Kender räusperte sich. „Kann ich frei sprechen?“
„Jeder Enoderi darf frei sprechen“, stimmte Bergos zu, „und das gilt besonders für ein Mitglied des Rates, der über die Zukunft des Volkes entscheidet.“
„Unsere Jäger haben die Spur der Mörder bis zur Grenze verfolgt. Sie haben unser Land verlassen, aber niemand kann mit Bestimmtheit sagen, ob sie nicht eines Tages zurückkehren werden.“
„Ich habe mit der verletzten Baumhüterin gesprochen, die nun wieder bei Sinnen ist“, meldete sich ein anderer zu Wort. „Es waren Krieger mit kupferfarbener Haut.“
„Berengar“, sagte Bergos mit tonloser Stimme. Einige der Männer sahen ihn ratlos an und der Führer der Auraträger zuckte die Schultern. „Krieger aus einem fernen Land im Osten. Es heißt sie seien keine Menschen, obwohl sie so aussehen. Ich hörte im Handelsposten an der Grenze zu Menteva von ihnen. Scheinbar fallen diese Barbaren öfter in die Gebiete des Reiches Menteva ein.“
„Jetzt fielen sie bei uns ein.“
„Aber was ist der Grund?“ Ein hagerer Mann blickte nachdenklich auf den Stein mit den vielen Namen. „Nie zuvor ist das geschehen. Eine ganze Gemeinschaft, einfach ausgelöscht. Diese Bemenkar…“
„Berengar“, korrigierte Bergos leise.
„Schön, also diese Berengar… Sie müssen ein Stück durch das Gebiet der Mentever bevor sie unser Land betreten, nicht wahr? Warum gehen sie so ein Risiko ein? Sie nahmen nichts mit, außer Frauen und Kindern, und die finden sie auch in den Dörfern Mentevas.“
„Es war eine sinnlose Bluttat“, stimmte ein Auraträger grimmig zu. „Welcher Sinn kann schon dahinter stehen, einem anderen Wesen das Leben zu nehmen? Nichts als der nackte Wahnsinn.“
„Es muss einen Sinn haben“, erwiderte Bergos. „Nichts geschieht im Kreislauf des Lebens, ohne dass es einen tieferen Sinn hat. Er ist uns nur verborgen.“
„Dann sollten wir die Prophetin fragen.“
Zustimmendes Gemurmel erhob sich und Bergos nickte. „Das sehe ich ebenso. Ich habe sie bereits darauf vorbereitet, das wir ihren Rat benötigen.“
„Dann sollten wir keine Zeit verlieren.“ Kender erhob sich. „Dieses Gemetzel in Ayan bereitet mir großes Unbehagen. Ich fürchte diese Bestien werden eines Tages zurückkehren und wir müssen uns darauf vorbereiten.“
Einer der anderen Männer räusperte sich. „Was ist mit Ayan? Lebt es wieder?“
„Natürlich.“ Bergos erhob sich nun ebenfalls. „Wir können die Kegelbäume nicht alleine lassen. So, wie wir sie als Heimstatt benötigen, brauchen die Bäume unseren Beistand gegen die Käfer. Einige Familien sind schon nach Ayan umgesiedelt und andere werden bald folgen. Ich, äh, haben ihnen zugesichert, dass immer zwei von uns Auraträgern in der Nähe sein werden.“
„Dem stimme ich zu“, sagte Kender. „Und nun sollten wir zur Prophetin gehen.“
Bergos runzelte die Stirn und sah Kender mahnend an, als der zum Ausgang eilen wollte. Errötend hielt sich der jüngere Mann zurück und ließ Bergos den ihm zustehenden Vortritt.
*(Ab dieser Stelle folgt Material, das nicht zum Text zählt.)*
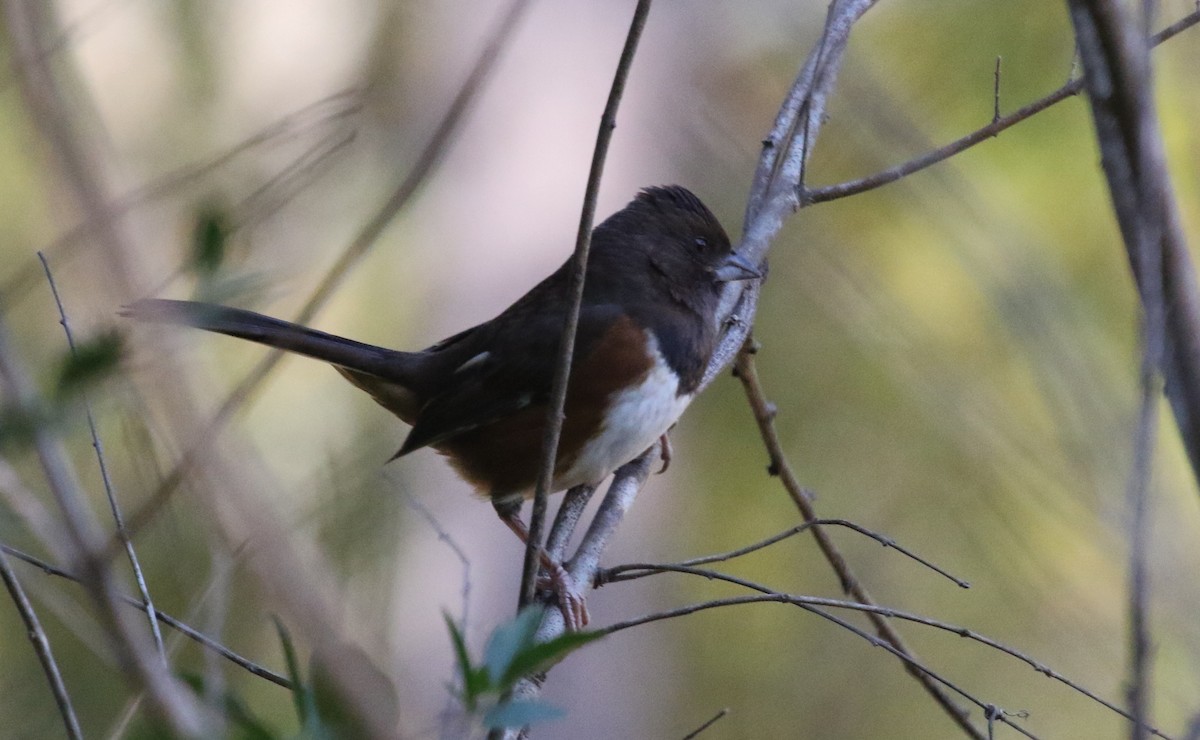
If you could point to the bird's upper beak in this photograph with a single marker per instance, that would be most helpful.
(736, 268)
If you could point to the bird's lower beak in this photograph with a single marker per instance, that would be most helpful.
(736, 268)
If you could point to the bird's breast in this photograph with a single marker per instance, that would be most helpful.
(633, 417)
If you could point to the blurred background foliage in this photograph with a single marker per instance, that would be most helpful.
(954, 356)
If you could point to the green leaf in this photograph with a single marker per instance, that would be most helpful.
(509, 641)
(243, 725)
(301, 692)
(541, 656)
(17, 425)
(474, 680)
(520, 714)
(210, 238)
(89, 362)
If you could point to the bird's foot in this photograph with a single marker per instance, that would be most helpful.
(666, 452)
(571, 602)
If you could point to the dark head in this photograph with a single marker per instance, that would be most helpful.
(684, 247)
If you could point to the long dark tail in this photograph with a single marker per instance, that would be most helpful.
(348, 354)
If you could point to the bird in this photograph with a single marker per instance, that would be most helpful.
(648, 326)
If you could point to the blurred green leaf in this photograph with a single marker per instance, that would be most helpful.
(241, 723)
(540, 656)
(508, 642)
(89, 362)
(475, 681)
(520, 714)
(210, 239)
(301, 695)
(17, 425)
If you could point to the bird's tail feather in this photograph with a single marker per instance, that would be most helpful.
(358, 356)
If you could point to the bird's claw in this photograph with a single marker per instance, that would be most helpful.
(570, 600)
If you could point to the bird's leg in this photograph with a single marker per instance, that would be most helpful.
(570, 601)
(666, 451)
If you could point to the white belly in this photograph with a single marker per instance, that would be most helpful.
(635, 419)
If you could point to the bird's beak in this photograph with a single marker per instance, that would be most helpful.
(736, 268)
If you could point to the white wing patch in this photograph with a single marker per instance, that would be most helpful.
(474, 361)
(635, 419)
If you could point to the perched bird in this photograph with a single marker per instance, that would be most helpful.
(647, 330)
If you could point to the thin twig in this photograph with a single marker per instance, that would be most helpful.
(765, 414)
(883, 612)
(995, 92)
(711, 722)
(425, 166)
(814, 606)
(568, 517)
(579, 263)
(85, 547)
(630, 571)
(118, 518)
(325, 110)
(1117, 74)
(41, 647)
(167, 619)
(852, 187)
(449, 541)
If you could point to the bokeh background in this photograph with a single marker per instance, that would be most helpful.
(954, 356)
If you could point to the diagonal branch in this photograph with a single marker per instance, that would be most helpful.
(421, 170)
(575, 298)
(999, 124)
(41, 647)
(765, 414)
(1117, 76)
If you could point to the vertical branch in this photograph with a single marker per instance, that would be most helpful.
(775, 192)
(41, 647)
(406, 190)
(1115, 53)
(118, 518)
(765, 415)
(1117, 77)
(85, 546)
(575, 298)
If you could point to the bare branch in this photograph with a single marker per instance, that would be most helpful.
(167, 619)
(711, 722)
(843, 190)
(425, 166)
(118, 518)
(630, 571)
(772, 595)
(41, 647)
(1117, 74)
(85, 547)
(813, 605)
(765, 414)
(579, 263)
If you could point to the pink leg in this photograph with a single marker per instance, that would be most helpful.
(570, 601)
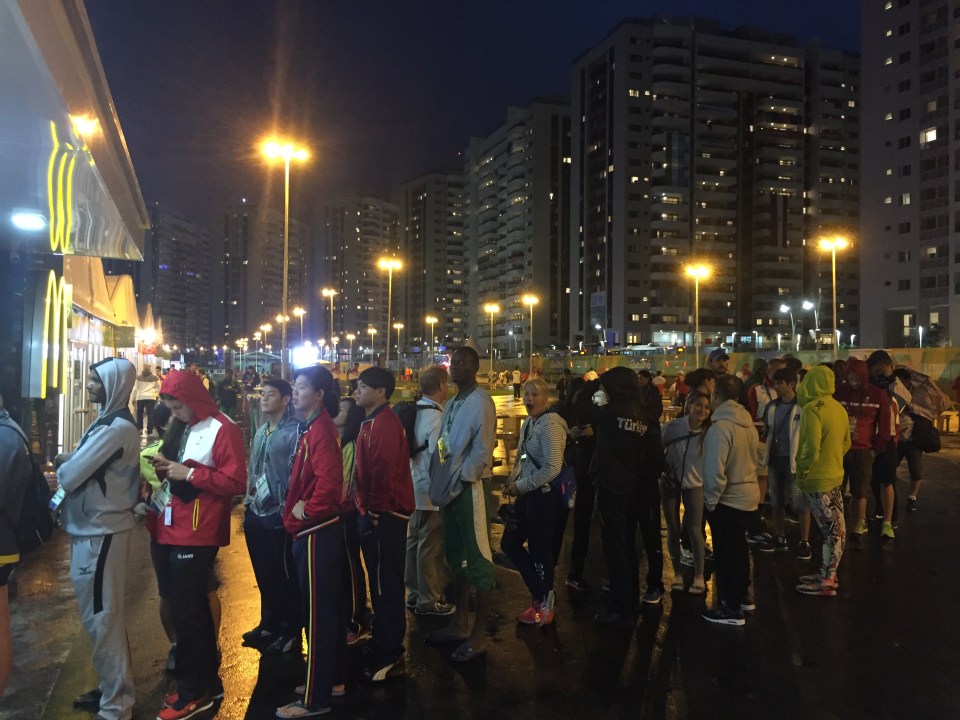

Vor der Ratshalle hatte sich eine schweigende Menge versammelt. Der Respekt vor den Auraträgern verhinderte, dass man ihnen Fragen zurief, deren Antworten die Männer ohnehin noch nicht kannten. Als die Menge sah, wohin sich die Ratsmitglieder begaben, folgte sie ihnen in einigem Abstand. Der Weg zum Tempel war nicht weit. Die beiden Bauten lagen einige hundert Meter außerhalb des Waldes von Ayanteal, umgeben von Gras und Blumen. Insekten erhoben sich von den Blüten, aufgeschreckt von den Schritten der vielen Menschen. Schließlich erreichten die Enoderi den Ort, an dem die Weise Prophetin lebte und wirkte.
Der Tempel war auf einem sanft ansteigenden Hügel erbaut worden. Ein mit Steinplatten ausgelegter Weg führte zu dem Gebäude, das in seiner Form an einen Kegelbaum erinnerte. Es war allerdings ungleich kleiner und bestand aus weißem Holz, von dem sich die tiefgrünen Blätter deutlich abhoben. Es war lebendes Holz und somit ein lebendes Gebäude. Nirgends sonst hatte man eine Pflanze gefunden, die aus weißem Holz wuchs. Die Blüten wiesen auch nicht die übliche ovale Form auf, sondern waren dreieckig und ihre stumpfen Enden wiesen nach außen. Es gab auch nicht die Fangwurzeln eines Kegelbaums und obwohl der Tempel der Prophetin lebte, gab es keine Baumhüterin, die ihn beeinflussen konnte. Er fügte sich nur dem Willen der Weisen Frau, so wie sich die Enoderi ihren Prophezeiungen fügten.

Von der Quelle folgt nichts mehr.